Canada is the second largest country in the world therefore regional economies and salaries within regions vary widely. You need to narrow down the areas you are interested in.

And, as mentioned above, you will not be able to work as an engineer until you are licensed. Your education will be evaluated and, depending on where you went to school, it might not be considered up to Canadian standards. Once you education is evaluated you will need to go through the licensing process, which might entail more education before you are allowed to work as an engineer.


----------



## rocker91 (Apr 2, 2015)

colchar said:


> Canada is the second largest country in the world therefore regional economies and salaries within regions vary widely. You need to narrow down the areas you are interested in.
> 
> And, as mentioned above, you will not be able to work as an engineer until you are licensed. Your education will be evaluated and, depending on where you went to school, it might not be considered up to Canadian standards. Once you education is evaluated you will need to go through the licensing process, which might entail more education before you are allowed to work as an engineer.


that seems like a very long process


----------



## rocker91 (Apr 2, 2015)

colchar said:


> Canada is the second largest country in the world therefore regional economies and salaries within regions vary widely. You need to narrow down the areas you are interested in.
> 
> And, as mentioned above, you will not be able to work as an engineer until you are licensed. Your education will be evaluated and, depending on where you went to school, it might not be considered up to Canadian standards. Once you education is evaluated you will need to go through the licensing process, which might entail more education before you are allowed to work as an engineer.

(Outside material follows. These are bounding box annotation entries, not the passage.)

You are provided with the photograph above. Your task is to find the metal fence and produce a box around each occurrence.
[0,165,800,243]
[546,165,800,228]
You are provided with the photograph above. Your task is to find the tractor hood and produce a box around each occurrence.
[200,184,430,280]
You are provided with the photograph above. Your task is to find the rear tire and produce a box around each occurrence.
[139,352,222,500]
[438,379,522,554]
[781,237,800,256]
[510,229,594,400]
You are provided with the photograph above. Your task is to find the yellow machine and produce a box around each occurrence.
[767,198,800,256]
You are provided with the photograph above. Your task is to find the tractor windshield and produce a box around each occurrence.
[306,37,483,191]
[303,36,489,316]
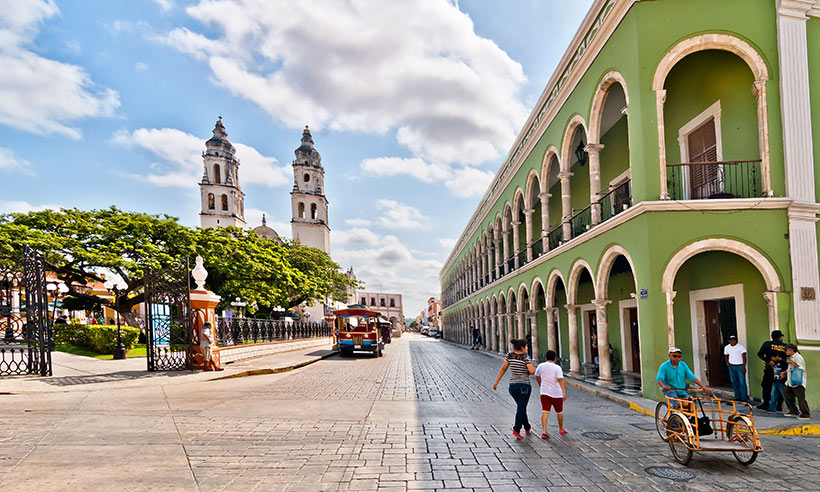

After some research on the matter , i noted that to apply for professional engineer certificate i need to write an exam after passing certain criteria, to write that exam i need 3 year experience and an additional 1 year canadian experience, so if i cant get an engineer job without professional engineer certification how am i going to get 1 year canadian engineer experience


----------



## WestCoastCanadianGirl (Mar 17, 2012)

rocker91 said:


> After some research on the matter , i noted that to apply for professional engineer certificate i need to write an exam after passing certain criteria, to write that exam i need 3 year experience and an additional 1 year canadian experience, so if i cant get an engineer job without professional engineer certification how am i going to get 1 year canadian engineer experience


If you had read the guidance from the federal regulating body, you would see that you _can_ work in Canada, under the supervision of a professional (licensed) engineer. This is the way that you would get the requisite Canadian work experience in order to become licensed.

Surely you've read that guidance - it's not difficult to find... it took me <5 minutes to find that information on the internet.


----------



## rocker91 (Apr 2, 2015)

WestCoastCanadianGirl said:


> If you had read the guidance from the federal regulating body, you would see that you _can_ work in Canada, under the supervision of a professional (licensed) engineer. This is the way that you would get the requisite Canadian work experience in order to become licensed.
> 
> Surely you've read that guidance - it's not difficult to find... it took me <5 minutes to find that information on the internet.


i did find about it later on. thanks anyway


----------



## colchar (Oct 25, 2011)

rocker91 said:


> that seems like a very long process




Yes, but it is necessary to ensure that engineers are properly qualified. Educational systems in other countries are not, necessarily, up to our standards so we are not about to license engineers who are not properly educated.


----------



## EVHB (Feb 11, 2008)

Maybe attending one of their free webinars for international trained engineers is useful:
GEO Webinars


----------